The Supreme Court is gradually coming to terms with the effect information technology is having on the Fourth Amendment. In 2001, the Kyllo court curtailed the use of high-tech devices for searching homes. In its early 2012 decision in United States v. Jones, a unanimous Court agreed that government agents can’t attach a GPS device to a vehicle and track it for four weeks without a warrant.
But the Court was divided as to rationale. The majority opinion in Jones found (consistent with Cato’s brief) that attaching the device to the car was at the heart of the Fourth Amendment violation. Four concurring members of the Court felt that the government’s tracking violated a “reasonable expectation of privacy.”
What is the right way to decide these cases? Fourth Amendment law is at a crossroads.
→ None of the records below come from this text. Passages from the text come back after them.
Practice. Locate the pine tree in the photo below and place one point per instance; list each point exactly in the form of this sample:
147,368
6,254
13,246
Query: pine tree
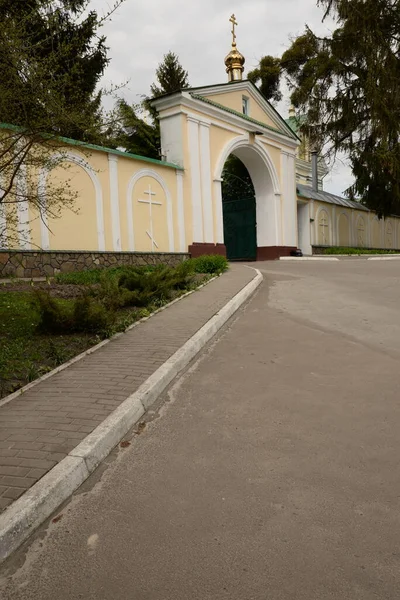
348,85
139,129
51,60
52,55
171,76
267,77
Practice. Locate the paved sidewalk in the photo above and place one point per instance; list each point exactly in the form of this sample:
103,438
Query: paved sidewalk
39,428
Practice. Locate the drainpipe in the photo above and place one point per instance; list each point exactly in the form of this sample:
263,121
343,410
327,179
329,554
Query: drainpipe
314,170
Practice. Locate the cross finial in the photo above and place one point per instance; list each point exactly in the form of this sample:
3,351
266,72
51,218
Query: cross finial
234,23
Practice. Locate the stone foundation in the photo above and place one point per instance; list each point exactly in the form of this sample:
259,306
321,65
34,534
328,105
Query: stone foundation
201,248
31,263
273,252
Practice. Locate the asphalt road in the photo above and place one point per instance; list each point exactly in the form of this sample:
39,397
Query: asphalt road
269,472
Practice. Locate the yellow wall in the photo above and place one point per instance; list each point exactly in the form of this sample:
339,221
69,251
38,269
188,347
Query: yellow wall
233,100
375,232
343,230
76,227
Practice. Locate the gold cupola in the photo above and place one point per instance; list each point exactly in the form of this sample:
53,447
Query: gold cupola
235,60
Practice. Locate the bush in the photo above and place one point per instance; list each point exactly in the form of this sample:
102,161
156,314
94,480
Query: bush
83,315
90,316
54,316
213,264
96,276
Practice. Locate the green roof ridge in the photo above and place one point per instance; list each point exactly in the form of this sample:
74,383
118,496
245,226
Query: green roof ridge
239,114
72,142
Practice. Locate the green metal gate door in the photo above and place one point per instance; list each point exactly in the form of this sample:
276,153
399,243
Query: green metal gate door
240,233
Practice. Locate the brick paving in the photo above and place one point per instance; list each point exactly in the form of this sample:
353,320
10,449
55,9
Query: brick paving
40,427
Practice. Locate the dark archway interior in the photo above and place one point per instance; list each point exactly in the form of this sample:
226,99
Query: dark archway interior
239,210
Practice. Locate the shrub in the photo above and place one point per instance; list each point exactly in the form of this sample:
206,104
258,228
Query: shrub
54,316
90,316
213,264
84,315
95,276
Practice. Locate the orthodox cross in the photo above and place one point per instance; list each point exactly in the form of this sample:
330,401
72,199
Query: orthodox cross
234,23
324,225
151,203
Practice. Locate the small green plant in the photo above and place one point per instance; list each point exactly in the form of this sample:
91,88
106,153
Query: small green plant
54,316
212,264
56,354
90,316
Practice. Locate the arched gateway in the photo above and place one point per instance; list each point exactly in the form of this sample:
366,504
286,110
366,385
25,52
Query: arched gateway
200,129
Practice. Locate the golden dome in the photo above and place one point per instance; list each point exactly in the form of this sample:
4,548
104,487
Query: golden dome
235,60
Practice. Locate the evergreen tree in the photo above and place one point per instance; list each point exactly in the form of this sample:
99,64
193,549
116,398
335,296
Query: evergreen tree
139,129
348,85
51,60
135,134
171,76
267,77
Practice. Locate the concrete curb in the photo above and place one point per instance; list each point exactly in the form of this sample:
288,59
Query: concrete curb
26,514
385,258
301,258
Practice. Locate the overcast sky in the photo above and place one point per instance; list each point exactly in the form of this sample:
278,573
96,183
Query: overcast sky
142,31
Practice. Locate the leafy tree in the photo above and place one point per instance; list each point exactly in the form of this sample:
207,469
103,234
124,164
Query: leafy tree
139,130
51,59
267,77
348,85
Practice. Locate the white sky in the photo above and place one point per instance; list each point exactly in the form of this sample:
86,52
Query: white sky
141,32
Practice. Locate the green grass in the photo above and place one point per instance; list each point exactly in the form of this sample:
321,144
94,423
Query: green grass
25,354
356,251
31,343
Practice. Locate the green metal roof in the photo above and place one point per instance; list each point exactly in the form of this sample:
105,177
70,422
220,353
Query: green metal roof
72,142
295,123
241,115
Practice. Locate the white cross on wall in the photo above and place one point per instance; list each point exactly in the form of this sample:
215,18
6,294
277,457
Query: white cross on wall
151,203
324,228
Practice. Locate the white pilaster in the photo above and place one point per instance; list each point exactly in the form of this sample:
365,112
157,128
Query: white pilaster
313,236
219,217
197,209
205,166
23,210
3,223
181,211
44,221
288,177
334,227
114,201
353,232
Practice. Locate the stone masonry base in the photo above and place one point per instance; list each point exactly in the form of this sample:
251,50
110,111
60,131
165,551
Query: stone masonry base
32,263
The next round of development in Fourth Amendment law may come in a pair of cases being argued in April. They ask whether government agents are entitled to search the cell phone of someone they’ve arrested merely because the phone has been properly seized. Riley v. California and Wurie v. United States have slightly different fact patterns, which should allow the fullest exposition of the issues.
Cato’s brief in Riley, filed this week, again seeks to guide the Court toward using time-tested principles in Fourth Amendment cases. Rather than vague pronouncements about privacy and people’s expectations around it, we invite the Court to apply the Fourth Amendment as a law.